New York’s defensive trademark has been to generate pressure with just its front four, but it clearly entered the game against San Francisco with a clear plan to rattle Alex Smith with added pressure.
According to ESPN Stats and Information, San Francisco gained only five net yards on the ten plays in which the Giants sent added pressure. Time will tell if opposing teams can apply this strategy effectively.
Biggest Question: Can Seattle win two more road games?
Two road wins may be all it takes to grab a playoff spot.
The Seahawks appear to be the best home team in the NFL—they’ve defeated Dallas, Green Bay (eh), New England and Minnesota in Seattle. However, they’ve won just one away from home.
With San Francisco and Chicago still on their schedule, they cannot afford to lose road games to Miami or Buffalo.
Biggest Question: Is there any hope for a consistent pass defense?
The Bucs have the worst secondary in football in terms of total yardage, which is coupled with a highly ineffective pass rush. Four teams have recorded fewer sacks than the Bucs’ 13.
Thankfully, Tampa has picked off opposing QBs 13 times. Only the Bears and Giants have more interceptions.
There are a lot of things going well for the Bucs. Vincent Jackson is having the best season of his career. Doug Martin is ripping off huge yardage. Greg Schiano looks very NFL-ready.
But, until the Bucs can prevent routine 50-yard gains through the air, they will be unable to beat the upper class of the NFL.
Biggest Question: Chris Johnson?
Chris Johnson has 526 rushing yards over Tennessee’s last four games. He also has three fumbles over their last five.
Probably because Johnson’s game is more about speed and big plays than it is consistent medium yardage, he has been prone to hit major funks over the course of a season. Since 2011, Johnson has had two three-game streaks of fewer than 65 rushing yards and two four-game ones.
(Between Adrian Peterson, Arian Foster, Maurice Jones-Drew, Ray Rice and LeSean McCoy, there are only three three-game streaks of fewer than 65 yards since 2011).
This year’s early-season slump was nothing unusual.
Is Chris Johnson back?

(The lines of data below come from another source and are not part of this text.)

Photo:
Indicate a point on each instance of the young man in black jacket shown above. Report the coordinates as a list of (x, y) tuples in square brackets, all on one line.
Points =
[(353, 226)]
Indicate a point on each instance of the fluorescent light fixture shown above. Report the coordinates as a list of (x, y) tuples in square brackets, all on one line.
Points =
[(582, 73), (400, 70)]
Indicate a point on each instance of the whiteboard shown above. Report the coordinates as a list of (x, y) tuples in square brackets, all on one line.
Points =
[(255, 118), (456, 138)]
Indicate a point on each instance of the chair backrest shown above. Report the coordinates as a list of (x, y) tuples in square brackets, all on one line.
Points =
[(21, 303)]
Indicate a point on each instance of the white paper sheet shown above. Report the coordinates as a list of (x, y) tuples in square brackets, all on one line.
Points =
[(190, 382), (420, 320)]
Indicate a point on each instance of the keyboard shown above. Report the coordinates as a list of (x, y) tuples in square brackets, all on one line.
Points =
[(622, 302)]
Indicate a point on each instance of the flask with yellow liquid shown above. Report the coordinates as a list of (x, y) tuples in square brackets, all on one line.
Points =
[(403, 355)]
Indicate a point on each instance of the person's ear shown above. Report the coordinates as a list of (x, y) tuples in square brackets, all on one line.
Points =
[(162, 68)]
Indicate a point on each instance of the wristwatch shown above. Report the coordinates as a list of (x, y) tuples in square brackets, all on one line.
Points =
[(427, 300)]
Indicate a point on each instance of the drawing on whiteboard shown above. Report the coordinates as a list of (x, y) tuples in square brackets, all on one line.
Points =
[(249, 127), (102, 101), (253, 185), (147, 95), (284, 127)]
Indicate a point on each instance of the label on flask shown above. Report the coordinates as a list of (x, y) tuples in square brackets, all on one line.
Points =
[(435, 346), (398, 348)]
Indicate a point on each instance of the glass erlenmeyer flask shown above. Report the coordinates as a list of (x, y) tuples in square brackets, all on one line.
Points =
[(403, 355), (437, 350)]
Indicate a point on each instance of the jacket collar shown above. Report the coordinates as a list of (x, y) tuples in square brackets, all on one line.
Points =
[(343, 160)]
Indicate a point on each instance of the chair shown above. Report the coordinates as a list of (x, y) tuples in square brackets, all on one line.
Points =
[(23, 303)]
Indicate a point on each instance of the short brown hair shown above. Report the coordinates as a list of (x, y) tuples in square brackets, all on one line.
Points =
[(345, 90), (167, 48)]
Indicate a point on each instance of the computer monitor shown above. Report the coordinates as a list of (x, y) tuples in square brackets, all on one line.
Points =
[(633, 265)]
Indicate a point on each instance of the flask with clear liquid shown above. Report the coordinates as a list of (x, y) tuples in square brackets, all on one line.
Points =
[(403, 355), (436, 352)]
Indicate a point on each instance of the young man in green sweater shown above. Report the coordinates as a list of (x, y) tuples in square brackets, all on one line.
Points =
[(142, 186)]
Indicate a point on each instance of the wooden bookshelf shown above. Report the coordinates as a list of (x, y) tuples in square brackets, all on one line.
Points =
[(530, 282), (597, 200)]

What is “back” anyway?
Biggest Question: Is there any type of punishment for penalty yardage within the organization?
If there is one, it’s clearly not very effective. Washington has been the most penalized team this year, and it’s really not even close.
The Redskins have been flagged nine more times than any other team. It’s resulted in a league-leading 649 yards of damage.
Josh Morgan cost Washington a win in Week 2 when he threw the ball at Cortland Finnegan with less than 1:30 left in the fourth quarter. The penalty turned a 47-yard attempt into a 62-yarder. Washington lost by three.
A similar fiasco took place the following week.
Robert Griffin III needs all the help he can get—this is not it.